CORESTA Meeting, Smoke Science/Product Technology, 2019, Hamburg, ST 18

Human precision-cut lung slices as a screening tool: increased throughput, cryopreservation, and detection of DNA adducts for next generation tobacco product evaluation

BEHRSING H.P.(1); DESAI P.(1); AMIN K.(2); BALBO S.(3); HECHT S.S.(2); SHEEHAN D.(1); CASTRO N.(1); ALLEN D.(4)
(1) Institute for In Vitro Sciences, Inc., Gaithersburg, MD, U.S.A.; (2) University of Minnesota, Division of Environmental Health Sciences, Minneapolis, MN, U.S.A.; (3) University of Minnesota, Department of Laboratory Medicine and Pathology, Minneapolis, MN, U.S.A.; (4) Integrated Laboratory Systems, Inc., Morrisville, NC, U.S.A.

Human-relevant, in vitro/ex vivo assays are considered an ethical and economically viable manner by which to screen the many chemicals requiring hazard assessment, such as next generation tobacco product (NGTP) ingredients. Human precision-cut lung slices (PCLS) are often considered the most physiologically relevant pulmonary test system, but low throughput and difficulties in cryopreservation have hampered PCLS use. Our objective was to increase PCLS production, optimize cryopreservation, and demonstrate 3R4F-induced DNA adduct formation using PCLS.

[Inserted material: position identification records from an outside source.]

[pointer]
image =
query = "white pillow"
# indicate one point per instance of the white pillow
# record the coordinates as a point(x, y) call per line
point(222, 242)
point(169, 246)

A tissue slicer modification allowed simultaneous slicing of three tissue cores. Increased production was quantified using agarose and tissue cores over 15 minutes. We tested five PCLS cryopreservation formulations against PCLS maintained in culture. Viability in each of the groups was assessed with the WST-8 viability assay, prior to fixation and histological evaluation. For mass-spectrometer analysis of DNA adduct formation, PCLS were exposed to ten 3R4F cigarettes (10 puffs each) using the Health Canada Intense regime or exposed to air.

The slicer modification resulted in 2.8-fold and 2.4-fold more slices from agarose cores, and lung cores, respectively. Cryopreservation efforts indicated freezing after slicing yields better average viability (48-73 % of fresh, non-frozen control) than culturing overnight and freezing (13-54 % of control) when assessing health over 4 days, post-thaw. Cryopreservation buffers containing University of Wisconsin preservation solution preserved viability the best (54 %-90 % of non-frozen control). Histological findings concurred with WST-8 viability results (> 75 % of normal healthy lung tissue features), post-thaw. DNA-adduct evaluation indicated every 3R4F exposed (N = 6) but no air-exposed, (N = 6) PCLS yielded acrolein DNA adducts.

The increased PCLS production indicates larger screening studies can be initiated from one lung and cryopreservation results suggest slices can be banked. Further, utilizing human PCLS for DNA adduct analysis demonstrates a relevant screening endpoint to evaluate NGTP safety.